Shadow of the Vampire stars a scarcely recognisable Willem Dafoe as Shreck, John Malkovich as Murnau, and Eddie Izzard as Shreck’s co-star Gustav von Wangenheim. If Malkovich and Izzard shine in their respective roles, Dafoe dazzles, his theatrical gestures and scornful expressions blurring the lines between a renowned dramatist and an ancient evil. Shreck refuses to act during the daytime, and never appears out of character to his co-stars, who deduce he is either mad, or the most dedicated method actor in Germany. They mock and fear him in equal measure, his dedication to the role seemingly threatening to spill into his persona. Or is it vice-versa?

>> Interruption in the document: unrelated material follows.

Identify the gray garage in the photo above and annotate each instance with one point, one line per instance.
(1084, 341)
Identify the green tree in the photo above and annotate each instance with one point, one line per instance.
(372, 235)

It soon transpires that Murnau has hired a genuine vampire to play the role of Max Shreck, and has promised him the neck of the lead actress, Greta Schroeder, in return for a show-stopping performance. As the cast and crew find themselves stuck on an island, they debate what they should fear more: the bloodlust of Shreck, or the egotistical madness of Murnau.
The film combines the humorous and the sinister to wonderful effect, never more so than when Shreck labels Bram Stoker’s novel as being too sad, as Dracula didn’t have any servants, before snatching a bat out of the air and devouring it in front of the producer and writer, dumbstruck by his methodical approach to acting. Merhige makes occasional use of iris lenses and intertitle cards to contextualise the film, giving it an authentic vibe, and further blurring notions of reality and fiction.
Considering the subject, gore is more on a par with a heavily diluted Ribena than a chalice of virgin blood, the horror coming instead from the claustrophobia of being stranded on an island with a vampire and a madman, which let’s face it, is less than ideal. Shadow of the Vampire won’t have you cowering behind pillows/spouses/pets, however it does provide an exciting and satirical look at the lengths some artists will go to achieving their goals. The Twilight regime may have watered down the vampire myth, but look at the bigger picture and you’ll see Dracula is not quite out for the Count.
Can be found on LOVEFiLM and Netflix.